A for sale sign, marked reduced price, stands in front of a home in Lee's Summit, Mo. Wednesday, Sept. 5, 2007. An index that forecasts near-term home sales fell in August to a record low as would-be homebuyers had difficulty getting mortgages. The National Association of Realtors said Tuesday, Oct. 2, 2007 its seasonally adjusted index of pending sales for existing homes fell 6.5 percent from July and 21.5 percent from a year ago. (AP Photo/Charlie Riedel)

The housing market continues to scuff along the bottom, and with the economy flagging and the typically slow winter season coming, it may not get a bounce any time soon.

Sales of previously owned homes in metro St. Louis in September climbed 15 percent compared with the same month last year, according to real estate data compiled by the Post-Dispatch. But they're still running well behind historical rates, and through the first nine months of the year were 5 percent behind even 2010's weak pace. Meanwhile prices continue to sag.

Nationwide, sales fell 3 percent from August to September — though they, too, grew compared with last year. This despite near-record-low interest rates and prices that are now at levels not seen since 2003.

Local real estate agents say the fall market is shaping up to be weaker than they'd hoped, but they also point to the bump in the number of sales and say that at least things aren't still getting worse.

"We're not really losing ground anymore," said Nate Johnson, president of the St. Louis Association of Realtors. "We're maybe treading water a bit. We might be hitting that leveling-off point where we'll start to see an uptick."

But other experts say that may take a few months.

"Going forward, we are not expecting better (housing) numbers this year," said Patrick Newport, an economist with IHS Global Insight.

Even the seemingly positive numbers have some caveats.

The 15 percent year-over-year jump in September sales, for instance, owes in part to artificially low sales that month last year, which came after an $8,000 tax credit that boosted sales last spring. Many experts believe the credit robbed sales from future months.

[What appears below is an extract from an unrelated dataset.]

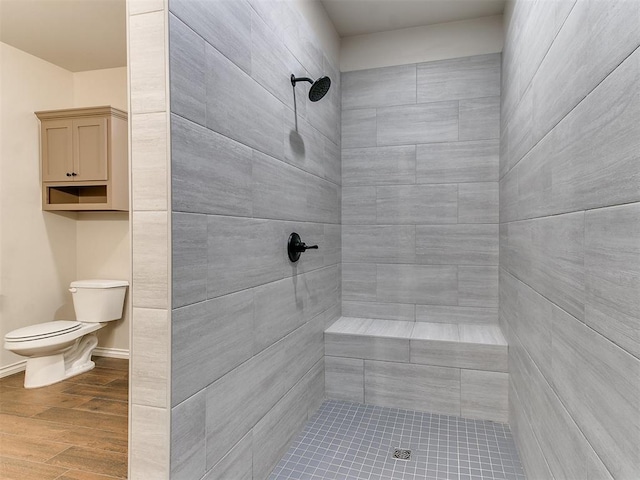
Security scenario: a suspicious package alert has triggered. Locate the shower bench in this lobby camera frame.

It also appears that bargain-hunting investors are driving much of the sales activity. More than one-third of all purchases in St. Louis and St. Louis County were paid with cash, not a mortgage — frequently a sign of investor activity. And there were more homes sold for less than $50,000 than for more than $200,000.

Even at low prices, these sales have some benefit for the market at large, clearing off distressed inventory. That may be reflected in a 44 percent drop in the total number of homes for sale compared with last September, according to Re/Max. It would now take less than eight months to sell every home on the market.

The sales of cheap properties contributed to a sharp decline in median prices — the point at which half of all sales are higher, and half are lower — across much of the region. In the city of St. Louis, that figure fell 13.3 percent from September of last year, to $85,000. It dropped 13.8 percent in St. Charles County, to $154,000, even as sales in that county jumped 42 percent.

That doesn't necessarily mean that your house lost more than one-eighth of its value in the last year; those numbers are heavily influenced by the mix of homes being sold, and cheaper houses pull it down. Still, most homeowners are taking a hit. Several estimates of home values say they've fallen in St. Louis by 5 percent to 10 percent since this time last year. A new report from data firm FNC pegs the year-over-year decline here at 7.2 percent in August, though FNC does say prices have been essentially flat since January.

Halting that slide, and turning prices around, is the key to any hope for a housing rebound, said Newport. And that will likely require a much broader economic recovery.

"We've got to create jobs. That's the big thing," said Johnson. "We've got to get consumer confidence up again, to get people thinking about buying a house."

Exactly how that happens remains anybody's guess.